“They Left out Radio!”―Human creativity is the key to economic growth

Begun in 1882 as a “workingmen’s holiday,” today’s Labor Day celebrates Americans in all sectors of the economy, whose initiative and creativity drive economic innovation and success.

The American economy is more than an aggregate dollar value of impersonal production and consumption. No economy exists without millions of unique people bringing to the marketplace their gifts of creativity, intelligence, initiative, and effort. Human capital―the knowledge, skills, and experiences of people―is the true wealth of a society.

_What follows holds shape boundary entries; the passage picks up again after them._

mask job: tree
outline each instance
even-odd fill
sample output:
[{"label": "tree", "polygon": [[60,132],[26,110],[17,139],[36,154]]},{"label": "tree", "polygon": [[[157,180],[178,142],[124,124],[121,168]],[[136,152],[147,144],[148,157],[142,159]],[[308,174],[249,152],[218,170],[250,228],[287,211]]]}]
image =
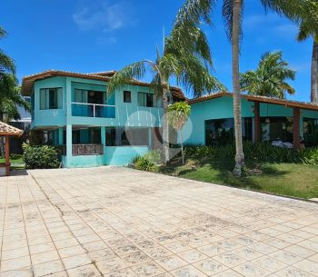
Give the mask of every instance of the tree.
[{"label": "tree", "polygon": [[198,28],[198,24],[189,23],[185,36],[184,34],[184,29],[175,25],[164,40],[162,54],[156,47],[154,61],[146,59],[125,66],[112,77],[107,88],[108,94],[112,94],[133,79],[143,78],[146,70],[150,69],[153,74],[151,88],[163,102],[163,146],[165,163],[169,161],[169,125],[166,115],[171,79],[174,77],[178,84],[183,84],[188,91],[192,90],[194,95],[224,89],[222,84],[210,74],[213,64],[211,53],[207,39]]},{"label": "tree", "polygon": [[[6,32],[0,26],[0,39]],[[17,105],[30,110],[29,104],[22,97],[17,87],[15,62],[0,49],[0,121],[19,119]],[[0,138],[0,154],[5,153],[5,138]]]},{"label": "tree", "polygon": [[168,106],[168,122],[180,134],[181,153],[184,164],[182,128],[189,118],[191,106],[186,102],[176,102]]},{"label": "tree", "polygon": [[[0,38],[5,35],[6,32],[0,26]],[[15,62],[0,49],[0,121],[19,119],[17,106],[30,110],[29,103],[22,97],[18,88]]]},{"label": "tree", "polygon": [[[303,0],[260,0],[266,10],[271,9],[289,18],[296,18]],[[216,0],[186,0],[179,10],[176,23],[180,28],[186,30],[191,23],[198,24],[204,20],[211,25],[211,11]],[[242,21],[243,0],[223,0],[223,17],[229,41],[232,44],[232,65],[233,65],[233,96],[234,116],[235,129],[235,166],[234,175],[242,174],[244,165],[244,154],[242,140],[242,112],[240,94],[240,71],[239,54],[240,42],[242,40]]]},{"label": "tree", "polygon": [[313,38],[311,101],[318,104],[318,2],[304,0],[299,20],[298,41]]},{"label": "tree", "polygon": [[251,95],[285,98],[295,90],[286,80],[294,80],[295,72],[283,60],[282,52],[265,53],[256,70],[241,74],[241,90]]}]

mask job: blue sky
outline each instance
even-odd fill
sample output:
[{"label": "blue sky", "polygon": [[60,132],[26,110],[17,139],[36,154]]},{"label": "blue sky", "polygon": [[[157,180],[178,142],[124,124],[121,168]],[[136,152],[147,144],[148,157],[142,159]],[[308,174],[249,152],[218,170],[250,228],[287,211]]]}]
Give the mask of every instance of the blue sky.
[{"label": "blue sky", "polygon": [[[221,2],[221,1],[219,1]],[[261,1],[245,0],[241,72],[256,67],[267,51],[282,50],[297,71],[290,99],[309,101],[312,41],[298,43],[297,27]],[[16,62],[19,80],[48,69],[91,73],[153,59],[183,1],[177,0],[2,0],[0,25],[9,35],[0,47]],[[213,27],[204,27],[214,56],[214,74],[232,89],[231,45],[220,5]],[[189,94],[188,94],[189,95]]]}]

The story is told that during his presidency, Ronald Reagan remarked on the limitations of economic predictions that don’t take into account people’s capacity to invent the unimaginable. During a meeting on economic policy, he said:

“You know, back in the twenties I think they did a report for Herbert Hoover about what the future economy would be like. And they included all their projections on industries and restaurants and steel, everything. But you know what they left out? They left out radio! They left out the fantastic rise of the media, which transformed the commercial marketplace. And those were economists talking about the future!

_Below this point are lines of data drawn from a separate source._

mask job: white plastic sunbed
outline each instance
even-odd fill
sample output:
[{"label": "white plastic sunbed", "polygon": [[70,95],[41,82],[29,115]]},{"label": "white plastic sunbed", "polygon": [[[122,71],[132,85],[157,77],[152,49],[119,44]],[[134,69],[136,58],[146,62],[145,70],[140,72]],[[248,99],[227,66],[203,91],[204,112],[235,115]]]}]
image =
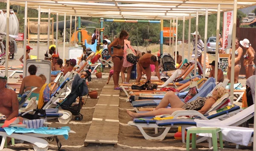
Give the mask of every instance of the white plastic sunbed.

“And now they make their projections, and they leave out high tech….”*

Fostering economic growth requires remembering where wealth comes from. Government doesn’t create it, and human beings can’t fully predict it. Individuals can change the course of the economy with one key new idea. So this Labor Day, let’s celebrate the special contributions every person brings to American enterprises, great and small.

* Peggy Noonan, What I Saw at the Revolution: A Political Life in the Reagan Era (New York: Random House, 1990), 146.